是非もなし
怒り。
過去最大級の怒りが、まさかこんな形で、こんなシュチュエーションで沸き上がってくるとは思わなかった……。不思議なものですね。
クソ熊ロッコォオオ……!
どっちにどれだけ怒りを向けていいか混乱する。だめだ。理性がギリギリだ。バーサーカーモードに入ってる。見境が無い。
拳がぶるぶる震えている。
視線を動かすことができない。ちょっとでも動かしたら、決壊しそうだ。
じっと熊の顔を見つめる。
余計に固くなる握り拳。
……だめだ悪循環だ! 逃れられぬ負のスパイラル!
「冷めないうちに、どうぞ……」
こちらの心境を知ってか知らずか、そっと促してくる周。この子がもしここに居なかったらとっくにキレているだろう。
「ぎ……いただぎまつ」
やべえな俺。怒りやべえな。
『――ぅぷーっ!』
「笑うなクソがぁあーっ!」
弾けた。
伝説の剣の如くガッチガチに突き刺さっていたスプーンを引っこ抜いて投擲!
風切り音を鳴らしてロッコへ一直線に飛ぶスプーン――
それをロッコは手を振りガキンとキャッチ!
て――キャッチ!?
『おうタコこら……やるか?』
だめだ――勝てない。こいつ、バケモンだ……。
ここはとりあえず、くいっと肩をすくめて、
「何言ってんですかロッコさんちょっと笑うのやめてくださいよ、あとスプーン床に刺さってると危ないんで抜いときましたよ、しまっといてください」
『はあ? うざ……』
そんな感じで、ソファに座る。逃げちゃいない逃げちゃいない逃げちゃいない……。
「竜さん……スプーンは投げちゃだめですよ」
周は意外と落ち着いていた。何より先に言うことが、それって……。
「……あ、うん、ごめん」
『許すかバーカ』
クッソ腹立つぅううう! お前関係ねぇだろ! ガキか!
「――っと竜さん、もう時間そろそろなので、早めにお召し上がりください」
「あ、そうか……」
時計を見ると、もうすぐあれから二〇分経過しそうだった。
二〇分か――思えばひどい時間の過ごし方をした……。語り継げるほどの地獄だった。
全然誰にも語りたくないけど。
はぁ……、ていうかこのラテも飲みたくねえな……。
そういや、これをいただくって返事しちゃったから、色々大変なことになったんだよな……。
これが、ラテか――。
ロッコという諸悪の根源から出てきた、諸悪の根源みたいにドス黒い液体――エスプレッソを、汚れなき純白のあわあわミルクで割ったやーつ。
――とか考えちゃうと、やけに壮絶な飲み物だな……。
まったく……あの時いらないって断っときゃよかったか、そしたらロッコも俺の認識の中ではコスプレイヤーのまま――いや、クレイジーフルメタルサイコレイヤーのままで居続けたわけで……けどそれって良いのか悪いのか……いや、どっちにしろ悪いな。全ルートが地獄にしか行き着かないような気はしている。
「……ふーっ」
とりあえず息を吹きつけて、不愉快な熊をぐにゃぐにゃにしてやった。実物の熊も、これくらい軽くあしらえたらいいけどなぁ。
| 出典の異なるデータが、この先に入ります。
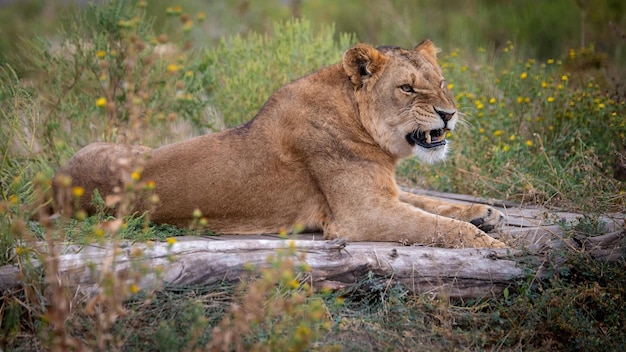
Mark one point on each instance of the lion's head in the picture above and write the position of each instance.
(402, 99)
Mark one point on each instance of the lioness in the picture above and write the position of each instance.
(320, 153)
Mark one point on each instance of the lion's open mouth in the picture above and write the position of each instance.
(428, 139)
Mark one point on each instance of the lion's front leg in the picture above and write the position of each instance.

周の姿は視界に入っている。が、その顔を今は見られない――こんな吐息による熊退治の後では、なんとなく恥ずかしいから。
ともあれ、コーヒー表面を覆っていた熊がマーブルに帰したので、少しは心理的に飲みやすくなった。
カップの持ち手に指をかけ、持ち上げる。香りはおだやかだった。どうやらカップから発散されるより、制作行程によっていま部屋に満ちている香りの方が多く、濃いみたいだ。
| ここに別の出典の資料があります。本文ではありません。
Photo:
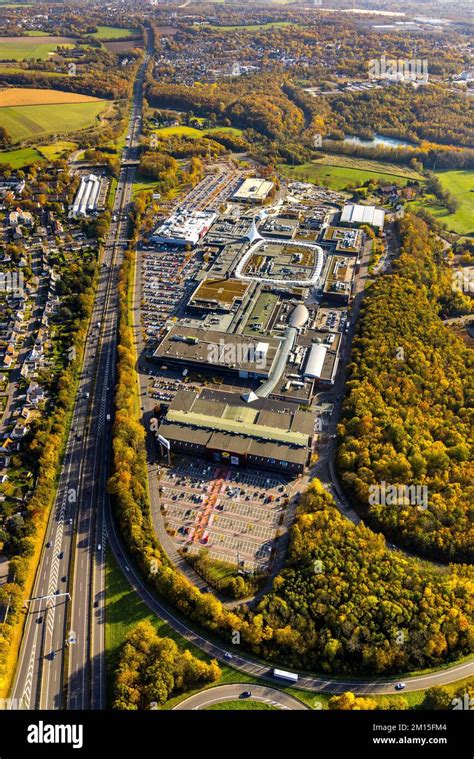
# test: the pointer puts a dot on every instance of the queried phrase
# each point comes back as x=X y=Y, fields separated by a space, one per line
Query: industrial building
x=339 y=280
x=223 y=294
x=321 y=364
x=87 y=196
x=358 y=214
x=253 y=190
x=265 y=435
x=184 y=228
x=209 y=350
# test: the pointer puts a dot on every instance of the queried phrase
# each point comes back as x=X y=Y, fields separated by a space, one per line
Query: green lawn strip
x=182 y=130
x=113 y=33
x=27 y=121
x=245 y=705
x=460 y=183
x=17 y=159
x=252 y=27
x=16 y=51
x=56 y=149
x=124 y=609
x=338 y=177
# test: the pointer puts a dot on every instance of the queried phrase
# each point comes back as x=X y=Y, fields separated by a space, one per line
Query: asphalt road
x=222 y=693
x=62 y=657
x=248 y=666
x=51 y=673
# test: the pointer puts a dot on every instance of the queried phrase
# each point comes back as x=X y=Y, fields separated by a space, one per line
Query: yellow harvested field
x=16 y=96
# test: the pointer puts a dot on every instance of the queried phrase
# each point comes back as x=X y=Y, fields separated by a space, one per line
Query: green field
x=460 y=183
x=185 y=131
x=181 y=131
x=228 y=130
x=26 y=121
x=56 y=149
x=113 y=33
x=17 y=159
x=240 y=706
x=22 y=48
x=337 y=177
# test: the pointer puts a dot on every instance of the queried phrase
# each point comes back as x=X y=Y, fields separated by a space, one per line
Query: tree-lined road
x=62 y=658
一口すする――飲みやすい熱さだ。味もわかりやすく、ちょうどいい温度。
ぐ。
う、美味い――猛烈に憎たらしいことに、美味い。
……いや、違う、だめだ、美味くない。美味いわけがない。
断固、美味くないということにする。美味くなんか、ない。
ゆっくりと、鼻から息を抜く。
――くそ、飲んだ後の香りすげえな……後味も。
「いかがですか……?」
周が感想を急かしてくる。その顔を見ると、やはり期待感たっぷりの様子だった。
「ん、うん……なかなか――」
「なかなか?」
しかし、美味いと言うわけにはいかない。決して。
「なかなか――よござんすな」
ふと抹茶を飲んだ後のばあちゃんのことを思い浮かべたら、そんな感想になってしまった。
恥っず――。
なんだよ、よござんすなって……なんなんだよ、ばあちゃん……。しかもこれちょっと褒める感じだよな? あぁもう色々だめだ……。
「よござんすか……」
うわ周……静かにノッてきた。うぅ余計恥ずかしいわ……。
斯くなる上は、黙々と杯を干すばかりなり。